OP, would you consider a fruit tree? Maybe trained against the wall? Or,as others have said, blackcurrants are usually good doers.

RedDogBlueDog · 20/02/2023 13:18

This reply has been withdrawn

The OP has privacy concerns and so we've agreed to take this down.

senua · 20/02/2023 13:23

Do [gooseberries] spread like raspberries and blackberries (having just cleared an old garden of rampant brambles I am looking askance at all the species!)
No, a gooseberry bush is a gooseberry bush. They don't spread but they seem quite easy (i.e. I've managed it!) to propagate if you do want more

AliceTheeCamel · 20/02/2023 13:24

SalviaOfficinalis · 20/02/2023 12:20

Next question- is it possible/advisable to buy fruit bushes online?
The plant nursery I usually go to doesn’t stock them.

I don't know about advisable but Thompson & Morgan do fruit bushes - they have compact, freestanding ones in their 'patio fruit' range that I think would suit your situation. I've got a couple of the raspberry bushes last year and they are doing well so far.

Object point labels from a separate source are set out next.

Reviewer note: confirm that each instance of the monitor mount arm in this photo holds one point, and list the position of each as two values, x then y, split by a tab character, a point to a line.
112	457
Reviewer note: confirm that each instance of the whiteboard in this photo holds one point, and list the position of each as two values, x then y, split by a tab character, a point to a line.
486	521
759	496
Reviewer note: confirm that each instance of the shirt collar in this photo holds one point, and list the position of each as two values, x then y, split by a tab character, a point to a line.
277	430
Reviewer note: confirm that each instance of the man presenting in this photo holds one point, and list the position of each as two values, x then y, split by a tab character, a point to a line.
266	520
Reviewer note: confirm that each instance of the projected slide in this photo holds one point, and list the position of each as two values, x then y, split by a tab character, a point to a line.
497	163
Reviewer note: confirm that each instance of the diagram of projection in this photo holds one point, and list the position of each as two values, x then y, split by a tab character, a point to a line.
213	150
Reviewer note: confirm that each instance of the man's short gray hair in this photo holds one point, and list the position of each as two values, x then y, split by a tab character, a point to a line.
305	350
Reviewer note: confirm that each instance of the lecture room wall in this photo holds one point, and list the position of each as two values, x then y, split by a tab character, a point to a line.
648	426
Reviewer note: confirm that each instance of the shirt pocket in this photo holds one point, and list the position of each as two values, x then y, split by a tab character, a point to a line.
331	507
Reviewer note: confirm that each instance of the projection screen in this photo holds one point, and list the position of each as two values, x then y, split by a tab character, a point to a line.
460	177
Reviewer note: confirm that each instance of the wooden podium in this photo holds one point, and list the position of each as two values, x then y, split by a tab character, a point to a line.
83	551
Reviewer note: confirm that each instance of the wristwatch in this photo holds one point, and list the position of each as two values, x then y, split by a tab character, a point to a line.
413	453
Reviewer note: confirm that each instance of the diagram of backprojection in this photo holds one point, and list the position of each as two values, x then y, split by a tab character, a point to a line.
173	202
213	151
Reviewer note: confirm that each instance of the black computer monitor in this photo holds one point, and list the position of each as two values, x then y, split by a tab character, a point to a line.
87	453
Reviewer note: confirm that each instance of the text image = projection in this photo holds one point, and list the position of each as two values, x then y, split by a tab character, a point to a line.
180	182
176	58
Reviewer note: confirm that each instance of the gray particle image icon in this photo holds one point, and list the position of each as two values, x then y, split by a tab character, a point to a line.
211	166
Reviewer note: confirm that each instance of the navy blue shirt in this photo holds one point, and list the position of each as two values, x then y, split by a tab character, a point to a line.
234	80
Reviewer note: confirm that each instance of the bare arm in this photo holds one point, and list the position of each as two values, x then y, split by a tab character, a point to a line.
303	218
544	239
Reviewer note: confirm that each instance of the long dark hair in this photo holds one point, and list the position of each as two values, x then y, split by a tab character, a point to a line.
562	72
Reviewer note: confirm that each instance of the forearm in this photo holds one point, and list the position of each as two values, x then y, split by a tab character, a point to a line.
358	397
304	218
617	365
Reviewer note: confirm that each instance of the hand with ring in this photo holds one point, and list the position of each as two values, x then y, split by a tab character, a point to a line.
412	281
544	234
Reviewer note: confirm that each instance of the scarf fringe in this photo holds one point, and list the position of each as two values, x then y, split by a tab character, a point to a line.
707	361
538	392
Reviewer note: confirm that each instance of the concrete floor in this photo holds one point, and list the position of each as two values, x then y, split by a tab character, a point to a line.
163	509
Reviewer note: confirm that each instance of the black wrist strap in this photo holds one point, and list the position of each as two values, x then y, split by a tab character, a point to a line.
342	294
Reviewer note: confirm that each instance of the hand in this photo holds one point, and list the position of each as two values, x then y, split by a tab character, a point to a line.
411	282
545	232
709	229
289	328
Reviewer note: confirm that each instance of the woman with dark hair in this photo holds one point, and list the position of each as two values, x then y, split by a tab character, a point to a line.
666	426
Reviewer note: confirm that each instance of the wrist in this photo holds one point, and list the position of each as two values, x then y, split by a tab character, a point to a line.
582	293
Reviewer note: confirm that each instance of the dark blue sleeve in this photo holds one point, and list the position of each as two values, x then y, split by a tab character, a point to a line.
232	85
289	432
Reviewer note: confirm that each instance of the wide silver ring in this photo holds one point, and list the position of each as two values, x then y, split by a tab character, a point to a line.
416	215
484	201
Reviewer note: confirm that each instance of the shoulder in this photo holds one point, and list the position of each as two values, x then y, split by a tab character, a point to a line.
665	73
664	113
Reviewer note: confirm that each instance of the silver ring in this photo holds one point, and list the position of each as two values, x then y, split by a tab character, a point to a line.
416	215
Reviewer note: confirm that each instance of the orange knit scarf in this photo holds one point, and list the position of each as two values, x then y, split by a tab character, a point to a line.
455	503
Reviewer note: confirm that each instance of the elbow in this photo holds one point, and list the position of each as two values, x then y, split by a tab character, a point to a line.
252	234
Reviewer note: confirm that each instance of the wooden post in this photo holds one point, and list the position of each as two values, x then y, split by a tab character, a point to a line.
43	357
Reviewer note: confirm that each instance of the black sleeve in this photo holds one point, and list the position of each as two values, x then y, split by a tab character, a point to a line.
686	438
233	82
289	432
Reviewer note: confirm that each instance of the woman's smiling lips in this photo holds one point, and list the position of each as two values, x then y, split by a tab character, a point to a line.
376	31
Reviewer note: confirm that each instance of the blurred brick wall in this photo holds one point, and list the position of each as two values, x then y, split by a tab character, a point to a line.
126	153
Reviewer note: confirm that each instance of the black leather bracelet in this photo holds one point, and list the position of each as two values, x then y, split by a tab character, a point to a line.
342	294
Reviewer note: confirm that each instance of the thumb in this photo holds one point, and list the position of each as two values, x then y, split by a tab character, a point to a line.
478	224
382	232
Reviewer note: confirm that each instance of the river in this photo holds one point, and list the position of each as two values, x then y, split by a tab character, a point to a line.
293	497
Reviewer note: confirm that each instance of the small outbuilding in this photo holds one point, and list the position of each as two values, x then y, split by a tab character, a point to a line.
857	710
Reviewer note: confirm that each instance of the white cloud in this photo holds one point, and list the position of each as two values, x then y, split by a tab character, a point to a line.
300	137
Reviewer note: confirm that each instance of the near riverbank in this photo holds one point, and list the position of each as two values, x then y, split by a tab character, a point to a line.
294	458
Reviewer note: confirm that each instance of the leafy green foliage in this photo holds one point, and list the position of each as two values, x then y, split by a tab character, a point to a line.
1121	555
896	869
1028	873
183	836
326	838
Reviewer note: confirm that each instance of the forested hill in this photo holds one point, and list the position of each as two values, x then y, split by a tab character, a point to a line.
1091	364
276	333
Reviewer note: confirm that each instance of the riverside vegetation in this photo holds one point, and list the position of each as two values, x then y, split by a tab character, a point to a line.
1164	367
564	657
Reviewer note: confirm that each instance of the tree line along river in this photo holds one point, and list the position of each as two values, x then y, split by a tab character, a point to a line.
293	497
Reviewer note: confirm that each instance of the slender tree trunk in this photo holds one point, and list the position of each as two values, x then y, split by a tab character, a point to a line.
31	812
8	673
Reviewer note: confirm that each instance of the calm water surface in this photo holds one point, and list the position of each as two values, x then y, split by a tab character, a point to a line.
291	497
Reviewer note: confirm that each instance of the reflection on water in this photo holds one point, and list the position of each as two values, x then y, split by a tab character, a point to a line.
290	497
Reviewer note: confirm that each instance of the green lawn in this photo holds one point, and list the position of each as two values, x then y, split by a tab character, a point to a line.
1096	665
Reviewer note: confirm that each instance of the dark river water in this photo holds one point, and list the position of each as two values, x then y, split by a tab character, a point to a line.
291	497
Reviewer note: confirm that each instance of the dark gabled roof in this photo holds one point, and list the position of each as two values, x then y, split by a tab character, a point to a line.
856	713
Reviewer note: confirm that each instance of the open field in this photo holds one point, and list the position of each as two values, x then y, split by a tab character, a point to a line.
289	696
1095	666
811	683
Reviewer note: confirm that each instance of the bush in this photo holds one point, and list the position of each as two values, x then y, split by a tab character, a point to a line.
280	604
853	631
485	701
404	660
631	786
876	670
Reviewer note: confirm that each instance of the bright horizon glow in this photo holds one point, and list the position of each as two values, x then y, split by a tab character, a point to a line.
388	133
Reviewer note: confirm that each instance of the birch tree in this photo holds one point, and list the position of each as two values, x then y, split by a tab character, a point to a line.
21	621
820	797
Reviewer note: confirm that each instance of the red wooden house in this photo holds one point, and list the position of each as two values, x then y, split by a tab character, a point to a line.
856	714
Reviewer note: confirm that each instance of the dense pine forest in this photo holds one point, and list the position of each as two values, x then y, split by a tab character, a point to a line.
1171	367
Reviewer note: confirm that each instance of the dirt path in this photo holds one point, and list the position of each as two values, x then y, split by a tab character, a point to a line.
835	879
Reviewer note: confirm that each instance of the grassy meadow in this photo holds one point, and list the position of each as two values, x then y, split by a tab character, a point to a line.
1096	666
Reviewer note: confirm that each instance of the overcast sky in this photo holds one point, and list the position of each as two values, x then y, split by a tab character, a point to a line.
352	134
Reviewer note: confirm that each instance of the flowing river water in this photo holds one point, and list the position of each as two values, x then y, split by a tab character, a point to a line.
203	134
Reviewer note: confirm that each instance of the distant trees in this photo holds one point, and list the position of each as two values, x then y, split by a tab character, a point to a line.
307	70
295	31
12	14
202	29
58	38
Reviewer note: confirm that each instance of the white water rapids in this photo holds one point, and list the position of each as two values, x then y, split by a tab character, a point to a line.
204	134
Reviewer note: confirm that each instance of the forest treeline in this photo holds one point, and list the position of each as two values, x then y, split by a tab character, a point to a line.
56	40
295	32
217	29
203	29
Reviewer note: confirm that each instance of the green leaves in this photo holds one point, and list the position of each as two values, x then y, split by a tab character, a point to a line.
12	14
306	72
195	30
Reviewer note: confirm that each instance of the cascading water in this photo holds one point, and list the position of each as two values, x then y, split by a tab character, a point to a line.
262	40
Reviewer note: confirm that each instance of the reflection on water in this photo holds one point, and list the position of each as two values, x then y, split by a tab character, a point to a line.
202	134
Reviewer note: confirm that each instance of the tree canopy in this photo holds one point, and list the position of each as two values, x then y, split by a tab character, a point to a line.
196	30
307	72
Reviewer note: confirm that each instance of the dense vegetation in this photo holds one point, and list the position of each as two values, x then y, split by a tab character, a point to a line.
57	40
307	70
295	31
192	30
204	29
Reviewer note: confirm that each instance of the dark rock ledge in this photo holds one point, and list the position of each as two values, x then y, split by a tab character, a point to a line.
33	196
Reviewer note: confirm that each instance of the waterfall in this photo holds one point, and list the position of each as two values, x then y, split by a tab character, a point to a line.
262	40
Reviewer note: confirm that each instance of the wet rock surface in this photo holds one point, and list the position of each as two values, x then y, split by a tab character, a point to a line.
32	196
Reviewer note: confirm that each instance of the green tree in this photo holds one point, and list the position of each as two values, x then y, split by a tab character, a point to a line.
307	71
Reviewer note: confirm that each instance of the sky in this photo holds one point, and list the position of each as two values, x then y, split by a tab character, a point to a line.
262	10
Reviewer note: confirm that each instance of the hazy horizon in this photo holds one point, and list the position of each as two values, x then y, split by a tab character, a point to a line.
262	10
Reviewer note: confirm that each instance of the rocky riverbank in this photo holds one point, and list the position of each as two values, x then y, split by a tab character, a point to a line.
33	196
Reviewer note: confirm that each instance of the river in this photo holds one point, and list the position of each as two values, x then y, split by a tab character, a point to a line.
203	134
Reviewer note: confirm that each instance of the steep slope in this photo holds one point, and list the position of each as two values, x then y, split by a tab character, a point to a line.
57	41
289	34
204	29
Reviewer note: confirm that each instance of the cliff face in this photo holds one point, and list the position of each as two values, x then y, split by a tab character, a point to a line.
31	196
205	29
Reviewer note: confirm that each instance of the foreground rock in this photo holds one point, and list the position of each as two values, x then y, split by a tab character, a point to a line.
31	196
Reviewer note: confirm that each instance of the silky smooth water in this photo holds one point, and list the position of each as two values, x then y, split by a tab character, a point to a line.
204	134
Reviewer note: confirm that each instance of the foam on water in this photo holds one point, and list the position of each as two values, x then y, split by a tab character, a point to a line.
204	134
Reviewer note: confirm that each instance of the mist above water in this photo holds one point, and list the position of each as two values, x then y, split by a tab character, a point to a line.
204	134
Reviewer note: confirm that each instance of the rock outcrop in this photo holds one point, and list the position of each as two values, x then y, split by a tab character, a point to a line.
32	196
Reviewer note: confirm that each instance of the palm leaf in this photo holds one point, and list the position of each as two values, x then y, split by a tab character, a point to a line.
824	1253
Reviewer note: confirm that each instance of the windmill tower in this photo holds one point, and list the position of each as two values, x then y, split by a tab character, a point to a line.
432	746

search.thompson-morgan.com/search?w=patio%20fruit&asug=

buckeejit · 20/02/2023 16:43

Gooseberrries - we have a green & a purple bush & they are wonderful!

countrygirl99 · 20/02/2023 16:46

@AliceTheeCamel thanks for that link. Have sent a link to the patio cherry to DH in case anyone asks for birthday present ideas for me😊

Ca1mingC1arySag3 · 20/02/2023 17:20

Are the Lidl fruit bushes in now or coming in later?